ABC has also obtained CEIV accreditation to demonstrate its capabilities in moving pharmaceuticals.

 

Consumable perishables, one of the fastest growing segments of the air cargo business, are also witnessing a stronger focus on integrated cool chain solutions, with two multinational logistics giants building up their presence this summer by taking over regional specialists.

 

Panalpina took over Air Connection, a Kenyan forwarder specializing in flowers and vegetables.
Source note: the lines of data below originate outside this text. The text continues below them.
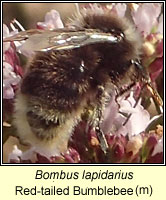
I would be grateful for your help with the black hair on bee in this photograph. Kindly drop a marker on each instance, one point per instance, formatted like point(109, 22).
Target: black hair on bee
point(60, 84)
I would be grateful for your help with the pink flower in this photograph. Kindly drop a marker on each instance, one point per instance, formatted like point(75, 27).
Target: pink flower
point(52, 21)
point(11, 69)
point(160, 25)
point(120, 9)
point(114, 120)
point(145, 17)
point(155, 68)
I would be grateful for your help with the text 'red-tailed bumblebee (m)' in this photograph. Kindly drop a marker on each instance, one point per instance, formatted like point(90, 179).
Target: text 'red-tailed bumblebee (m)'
point(74, 69)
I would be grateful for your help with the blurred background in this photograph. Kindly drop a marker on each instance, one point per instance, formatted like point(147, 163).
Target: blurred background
point(28, 14)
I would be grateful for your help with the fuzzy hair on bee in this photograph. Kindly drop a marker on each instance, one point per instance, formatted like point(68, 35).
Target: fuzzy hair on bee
point(61, 83)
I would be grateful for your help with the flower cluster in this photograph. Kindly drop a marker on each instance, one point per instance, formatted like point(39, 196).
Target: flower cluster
point(132, 136)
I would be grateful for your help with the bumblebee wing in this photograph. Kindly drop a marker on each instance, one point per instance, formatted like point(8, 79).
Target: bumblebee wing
point(61, 39)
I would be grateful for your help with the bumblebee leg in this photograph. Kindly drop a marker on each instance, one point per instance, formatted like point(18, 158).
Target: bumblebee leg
point(99, 112)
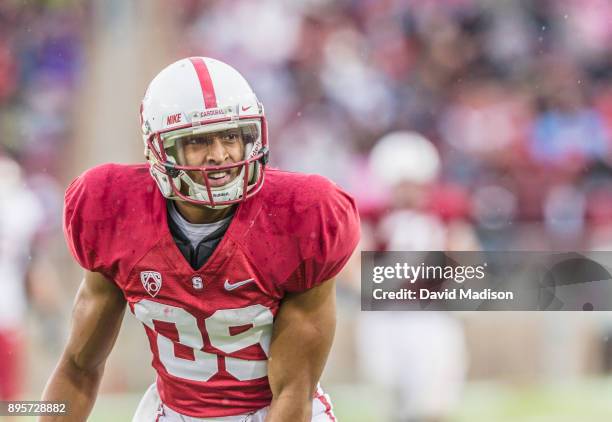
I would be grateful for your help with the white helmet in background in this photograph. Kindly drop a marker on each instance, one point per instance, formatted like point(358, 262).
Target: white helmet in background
point(405, 156)
point(194, 97)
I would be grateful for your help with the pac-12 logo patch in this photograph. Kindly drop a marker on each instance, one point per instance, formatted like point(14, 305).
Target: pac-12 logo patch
point(151, 281)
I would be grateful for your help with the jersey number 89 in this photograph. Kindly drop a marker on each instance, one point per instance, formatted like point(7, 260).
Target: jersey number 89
point(204, 365)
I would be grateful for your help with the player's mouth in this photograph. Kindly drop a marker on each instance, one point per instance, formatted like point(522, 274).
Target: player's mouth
point(219, 178)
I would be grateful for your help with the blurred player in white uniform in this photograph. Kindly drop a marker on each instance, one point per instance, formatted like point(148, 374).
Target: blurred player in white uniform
point(20, 217)
point(418, 356)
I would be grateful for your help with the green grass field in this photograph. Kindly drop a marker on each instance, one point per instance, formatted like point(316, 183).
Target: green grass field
point(588, 401)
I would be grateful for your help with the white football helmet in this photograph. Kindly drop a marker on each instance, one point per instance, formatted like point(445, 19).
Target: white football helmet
point(194, 97)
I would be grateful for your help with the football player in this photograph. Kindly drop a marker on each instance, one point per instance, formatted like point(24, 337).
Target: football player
point(232, 278)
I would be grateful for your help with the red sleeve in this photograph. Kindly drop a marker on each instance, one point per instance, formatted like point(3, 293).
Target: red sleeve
point(331, 235)
point(84, 224)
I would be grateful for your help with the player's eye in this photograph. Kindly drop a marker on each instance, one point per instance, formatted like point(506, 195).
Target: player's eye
point(231, 137)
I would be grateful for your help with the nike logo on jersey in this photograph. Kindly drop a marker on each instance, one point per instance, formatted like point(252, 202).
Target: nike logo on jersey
point(232, 286)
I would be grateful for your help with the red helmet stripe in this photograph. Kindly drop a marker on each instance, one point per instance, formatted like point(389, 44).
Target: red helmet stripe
point(208, 91)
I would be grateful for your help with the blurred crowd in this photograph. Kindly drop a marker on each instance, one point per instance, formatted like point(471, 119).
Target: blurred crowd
point(41, 45)
point(456, 124)
point(515, 96)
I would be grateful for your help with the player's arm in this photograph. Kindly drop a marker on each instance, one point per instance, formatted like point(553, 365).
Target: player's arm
point(96, 319)
point(303, 332)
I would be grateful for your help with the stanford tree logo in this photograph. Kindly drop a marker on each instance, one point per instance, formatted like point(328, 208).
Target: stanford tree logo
point(151, 281)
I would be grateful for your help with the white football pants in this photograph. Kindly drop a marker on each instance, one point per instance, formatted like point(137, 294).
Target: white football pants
point(151, 409)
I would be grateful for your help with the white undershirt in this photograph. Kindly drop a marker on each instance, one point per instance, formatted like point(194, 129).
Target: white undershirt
point(195, 232)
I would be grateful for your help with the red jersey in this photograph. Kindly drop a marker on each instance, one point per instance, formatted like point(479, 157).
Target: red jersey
point(209, 328)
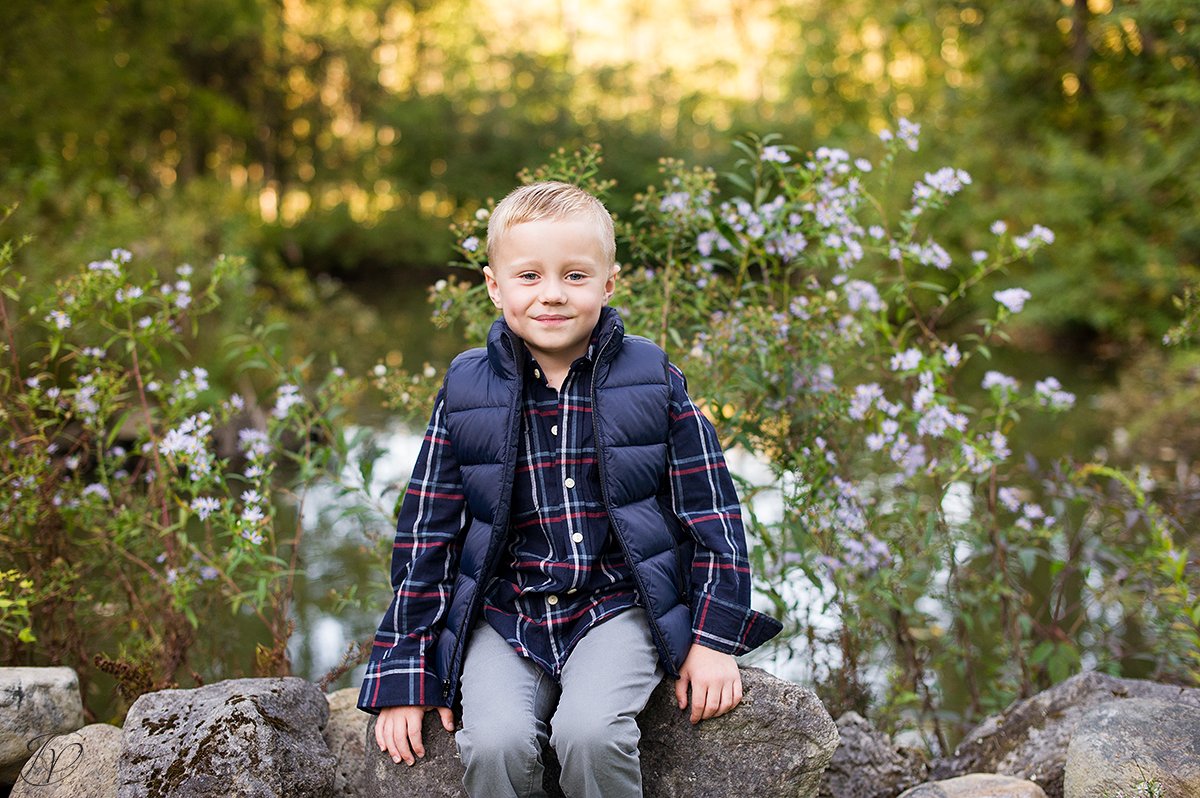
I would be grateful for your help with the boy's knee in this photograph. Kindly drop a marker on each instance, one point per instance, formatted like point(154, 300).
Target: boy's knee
point(595, 735)
point(497, 742)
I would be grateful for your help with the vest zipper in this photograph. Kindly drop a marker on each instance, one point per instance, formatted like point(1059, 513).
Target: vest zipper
point(492, 547)
point(604, 495)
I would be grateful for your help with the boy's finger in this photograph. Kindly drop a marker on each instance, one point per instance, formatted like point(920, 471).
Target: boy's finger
point(397, 747)
point(699, 700)
point(682, 691)
point(726, 699)
point(381, 721)
point(414, 738)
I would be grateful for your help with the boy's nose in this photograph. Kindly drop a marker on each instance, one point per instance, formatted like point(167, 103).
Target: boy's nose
point(552, 292)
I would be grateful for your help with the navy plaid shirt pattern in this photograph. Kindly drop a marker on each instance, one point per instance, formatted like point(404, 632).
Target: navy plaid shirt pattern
point(563, 570)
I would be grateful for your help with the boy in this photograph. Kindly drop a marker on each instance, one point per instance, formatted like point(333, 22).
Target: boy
point(569, 534)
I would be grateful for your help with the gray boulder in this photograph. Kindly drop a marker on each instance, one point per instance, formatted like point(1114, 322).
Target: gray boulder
point(346, 736)
point(775, 743)
point(977, 785)
point(76, 765)
point(867, 765)
point(35, 705)
point(1030, 738)
point(240, 738)
point(1122, 743)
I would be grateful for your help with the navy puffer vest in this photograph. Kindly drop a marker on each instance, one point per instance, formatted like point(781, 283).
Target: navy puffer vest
point(630, 397)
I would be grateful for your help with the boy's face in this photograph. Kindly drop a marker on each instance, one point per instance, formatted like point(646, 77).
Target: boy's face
point(551, 280)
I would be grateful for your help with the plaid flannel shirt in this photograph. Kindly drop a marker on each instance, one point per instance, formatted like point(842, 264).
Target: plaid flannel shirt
point(563, 570)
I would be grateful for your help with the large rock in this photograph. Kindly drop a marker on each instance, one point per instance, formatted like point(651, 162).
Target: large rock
point(76, 765)
point(977, 785)
point(775, 743)
point(346, 736)
point(867, 765)
point(35, 705)
point(240, 738)
point(1123, 743)
point(1030, 739)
The new owner intends to amalgamate Air Connection’s business with the activities of Airflo, another large perishables forwarder in Kenya that Panalpina acquired in 2016. Together they have 4,200 sq m of space dedicated to perishables and a combined annual volume of around 70,000 tons of perishables air freight.

 

Panalpina CEO Stefan Karlen said that the acquisition strengthens the company’s global footprint and positions it as a market leader in perishables in Kenya. “It will also allow us to develop our perishables presence in the neighboring countries of Tanzania and Uganda, where we see a lot of potential,” he added.

 

Kuehne + Nagel added over 150,000 tonnes of perishables to its annual volume in this segment through the acquisitions of Commodity Forwarders Inc., the largest perishables specialist forwarders in the US, and Trillvane, a leading specialist in Kenya.

 

“These two transactions further strengthen and expand our fresh chain network connecting key production countries to major consumer markets,” said Yngve Ruud, a member of the company’s management board with responsibility for air freight logistics. “Based on our dedicated network – by now the largest in the logistics industry for perishables – and globally integrated IT systems, we can scale business opportunities and accelerate our growth in this sector with end-to-end transparency.”